I do a Wal-Mart talk to there invoice dept at the walmart you are interested in


----------



## DavidF250

the Walmart here doesnt own the land but they built the building so hen they leave the building stays and the owner of the land gets a free building


----------



## mullis56

After reading all about a lot of these Wal-Marts. Is the best approach to do some online approval package before selling to the individual store managers? Or does the online approval process even matter? I know of a contractor that has a Wal-Mart and I know for sure (almost 100%) that he didn't do the online corporate approval process. Any help and insight would be greatly appreciated. Thanks!


----------



## mullis56

No one can help! I get it your all out working or resting to go working.


----------



## LwnmwrMan22

I'd respond, but the comment that I would make would only have you respond with more negative PM's.


----------



## kickin'a

*Wal-Mart*

Well! I will help you, I have one of them Wal-Mart contracts they called me to see if I would even do it. The guy that had it was not doing a very good job and had older equipment and not reliable at all. So to answer your question....... the Wal-Mart manager on site will most likely handle the snow accts. regarless of what power says they do own there own stores. all of them I dont know but would guess they would. After the manager decides who they want to plow after checkking to see if you have the manpower and equipment to even o a store or a super center then it gets approved by the district manager then you get approved through Wal-Mart Corp to be a approved vendor for Wal-Mart and you better have your business in order because they will research you. you wont see any newbies or want to be snow plowers doing a Wal-Mart store.
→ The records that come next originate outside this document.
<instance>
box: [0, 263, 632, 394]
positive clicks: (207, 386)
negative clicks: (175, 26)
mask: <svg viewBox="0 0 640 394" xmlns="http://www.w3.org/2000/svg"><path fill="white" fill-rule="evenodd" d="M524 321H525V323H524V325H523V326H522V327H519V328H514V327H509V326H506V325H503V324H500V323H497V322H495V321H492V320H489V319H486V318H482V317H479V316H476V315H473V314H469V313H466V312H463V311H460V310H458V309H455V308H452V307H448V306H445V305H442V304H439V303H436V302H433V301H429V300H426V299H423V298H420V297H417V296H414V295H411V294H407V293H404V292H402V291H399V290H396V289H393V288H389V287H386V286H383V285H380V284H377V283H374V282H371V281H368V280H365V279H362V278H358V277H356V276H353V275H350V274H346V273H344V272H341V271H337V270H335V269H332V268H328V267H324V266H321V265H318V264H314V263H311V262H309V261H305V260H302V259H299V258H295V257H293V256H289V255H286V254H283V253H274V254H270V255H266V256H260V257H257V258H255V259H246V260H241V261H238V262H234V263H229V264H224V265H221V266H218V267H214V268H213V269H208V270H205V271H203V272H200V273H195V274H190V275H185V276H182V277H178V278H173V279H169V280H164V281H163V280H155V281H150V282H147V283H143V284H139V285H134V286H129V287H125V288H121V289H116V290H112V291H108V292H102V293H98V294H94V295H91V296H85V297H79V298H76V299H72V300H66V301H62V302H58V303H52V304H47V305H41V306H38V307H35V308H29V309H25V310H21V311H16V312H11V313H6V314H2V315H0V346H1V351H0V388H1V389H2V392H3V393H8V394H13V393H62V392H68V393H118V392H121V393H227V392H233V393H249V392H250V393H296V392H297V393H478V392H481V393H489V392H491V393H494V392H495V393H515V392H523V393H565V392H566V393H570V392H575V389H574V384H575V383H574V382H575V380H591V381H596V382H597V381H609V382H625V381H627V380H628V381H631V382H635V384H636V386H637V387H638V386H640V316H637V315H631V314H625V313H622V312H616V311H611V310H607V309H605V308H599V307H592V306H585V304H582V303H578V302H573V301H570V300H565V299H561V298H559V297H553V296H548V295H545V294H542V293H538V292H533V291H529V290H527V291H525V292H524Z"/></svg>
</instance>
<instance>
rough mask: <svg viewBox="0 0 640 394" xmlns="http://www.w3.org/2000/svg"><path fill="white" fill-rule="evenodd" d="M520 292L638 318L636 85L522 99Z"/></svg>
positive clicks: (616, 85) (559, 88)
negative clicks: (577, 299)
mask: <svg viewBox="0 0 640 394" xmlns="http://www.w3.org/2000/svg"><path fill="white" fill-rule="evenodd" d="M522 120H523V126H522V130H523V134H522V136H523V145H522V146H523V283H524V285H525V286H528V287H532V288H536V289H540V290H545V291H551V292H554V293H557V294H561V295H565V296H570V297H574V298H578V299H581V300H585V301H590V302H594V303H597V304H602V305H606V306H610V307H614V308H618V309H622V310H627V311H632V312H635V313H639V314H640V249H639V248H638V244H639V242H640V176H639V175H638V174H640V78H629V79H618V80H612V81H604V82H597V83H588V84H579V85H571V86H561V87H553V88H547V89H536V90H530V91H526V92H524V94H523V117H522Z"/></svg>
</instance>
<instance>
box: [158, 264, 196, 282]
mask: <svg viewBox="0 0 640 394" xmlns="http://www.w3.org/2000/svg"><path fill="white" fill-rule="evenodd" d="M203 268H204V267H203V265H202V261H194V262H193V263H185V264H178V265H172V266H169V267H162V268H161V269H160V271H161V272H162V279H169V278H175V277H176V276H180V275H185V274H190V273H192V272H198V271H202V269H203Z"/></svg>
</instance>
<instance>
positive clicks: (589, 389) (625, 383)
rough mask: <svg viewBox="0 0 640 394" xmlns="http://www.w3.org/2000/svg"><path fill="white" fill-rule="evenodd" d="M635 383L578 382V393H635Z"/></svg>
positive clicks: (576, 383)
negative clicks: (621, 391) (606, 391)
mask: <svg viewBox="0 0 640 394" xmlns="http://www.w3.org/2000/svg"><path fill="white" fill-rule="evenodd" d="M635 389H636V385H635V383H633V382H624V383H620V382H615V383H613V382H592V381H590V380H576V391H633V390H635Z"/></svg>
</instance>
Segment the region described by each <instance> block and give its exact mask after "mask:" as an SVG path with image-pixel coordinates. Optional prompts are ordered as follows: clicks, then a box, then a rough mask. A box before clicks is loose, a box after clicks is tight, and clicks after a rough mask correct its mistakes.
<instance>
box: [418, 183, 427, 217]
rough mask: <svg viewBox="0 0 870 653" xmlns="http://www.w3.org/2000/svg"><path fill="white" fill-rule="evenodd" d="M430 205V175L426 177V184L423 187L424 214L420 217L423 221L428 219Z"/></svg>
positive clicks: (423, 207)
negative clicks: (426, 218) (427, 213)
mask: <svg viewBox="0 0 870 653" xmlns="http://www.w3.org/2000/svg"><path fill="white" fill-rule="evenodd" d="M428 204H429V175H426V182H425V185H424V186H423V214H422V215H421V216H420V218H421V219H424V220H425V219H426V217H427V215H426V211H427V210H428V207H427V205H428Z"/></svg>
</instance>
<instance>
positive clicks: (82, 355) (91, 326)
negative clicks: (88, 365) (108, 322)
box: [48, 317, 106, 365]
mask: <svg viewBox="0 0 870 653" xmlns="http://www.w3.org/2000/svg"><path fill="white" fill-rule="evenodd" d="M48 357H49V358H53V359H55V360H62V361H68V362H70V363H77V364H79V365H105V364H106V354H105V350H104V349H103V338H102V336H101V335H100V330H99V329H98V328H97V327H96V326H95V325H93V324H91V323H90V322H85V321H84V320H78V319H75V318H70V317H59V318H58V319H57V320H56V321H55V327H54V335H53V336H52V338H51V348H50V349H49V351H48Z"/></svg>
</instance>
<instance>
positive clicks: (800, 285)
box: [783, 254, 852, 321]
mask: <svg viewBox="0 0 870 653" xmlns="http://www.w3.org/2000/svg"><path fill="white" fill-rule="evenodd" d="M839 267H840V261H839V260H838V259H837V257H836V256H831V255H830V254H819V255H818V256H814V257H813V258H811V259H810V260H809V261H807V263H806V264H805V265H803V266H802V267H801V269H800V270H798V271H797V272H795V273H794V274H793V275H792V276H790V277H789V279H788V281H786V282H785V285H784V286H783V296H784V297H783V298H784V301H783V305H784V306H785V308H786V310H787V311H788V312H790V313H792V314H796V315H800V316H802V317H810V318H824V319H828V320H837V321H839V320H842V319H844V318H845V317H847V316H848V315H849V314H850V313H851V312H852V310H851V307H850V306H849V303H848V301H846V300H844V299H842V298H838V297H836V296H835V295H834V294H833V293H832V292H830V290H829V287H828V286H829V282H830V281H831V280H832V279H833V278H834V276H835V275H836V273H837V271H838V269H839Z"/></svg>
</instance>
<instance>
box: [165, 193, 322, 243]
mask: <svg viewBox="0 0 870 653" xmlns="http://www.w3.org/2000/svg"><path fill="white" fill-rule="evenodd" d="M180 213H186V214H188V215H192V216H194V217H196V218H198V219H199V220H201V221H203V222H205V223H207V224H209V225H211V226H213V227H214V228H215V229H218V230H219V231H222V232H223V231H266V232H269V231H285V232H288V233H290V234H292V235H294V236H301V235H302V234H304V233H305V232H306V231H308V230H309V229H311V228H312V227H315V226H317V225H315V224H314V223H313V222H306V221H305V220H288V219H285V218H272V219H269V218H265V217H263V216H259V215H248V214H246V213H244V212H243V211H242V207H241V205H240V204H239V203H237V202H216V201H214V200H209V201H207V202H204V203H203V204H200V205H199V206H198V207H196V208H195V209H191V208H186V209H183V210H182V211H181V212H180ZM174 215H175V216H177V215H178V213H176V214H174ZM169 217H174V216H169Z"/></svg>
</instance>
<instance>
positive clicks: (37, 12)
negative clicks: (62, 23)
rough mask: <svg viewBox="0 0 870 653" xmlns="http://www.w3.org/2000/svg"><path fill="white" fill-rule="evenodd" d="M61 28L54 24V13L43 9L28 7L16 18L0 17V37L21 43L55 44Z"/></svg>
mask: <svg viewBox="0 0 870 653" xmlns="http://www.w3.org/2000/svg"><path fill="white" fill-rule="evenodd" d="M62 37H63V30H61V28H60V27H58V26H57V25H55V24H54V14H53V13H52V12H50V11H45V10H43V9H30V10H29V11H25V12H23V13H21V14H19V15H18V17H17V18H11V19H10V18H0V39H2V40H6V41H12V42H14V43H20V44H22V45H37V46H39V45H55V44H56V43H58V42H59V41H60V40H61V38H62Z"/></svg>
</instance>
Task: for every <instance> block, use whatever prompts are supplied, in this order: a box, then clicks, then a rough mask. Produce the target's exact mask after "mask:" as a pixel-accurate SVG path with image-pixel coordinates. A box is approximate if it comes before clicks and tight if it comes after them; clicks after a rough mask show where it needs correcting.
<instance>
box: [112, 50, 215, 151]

Hope this helps.


----------



## sparky8370

About 12-13 years ago when I worked for my cousin, there was a wal-mart up for bid. They knew the guy that had the account was screwing them, so they dropped him. My cousin put it a bid for $100 or $150,000. The old guy had it at $250,000. It was looking good for my cousin, then all of a sudden the old guy got it back. Turns out one of his relatives worked at the store and that's how he got the job in the first place. Don't know if he actually lowered his price or not, but it seems the more important thing was who he knew.


----------



## kickin'a

*price?*

i hope that priice your refering to is not per yr?


----------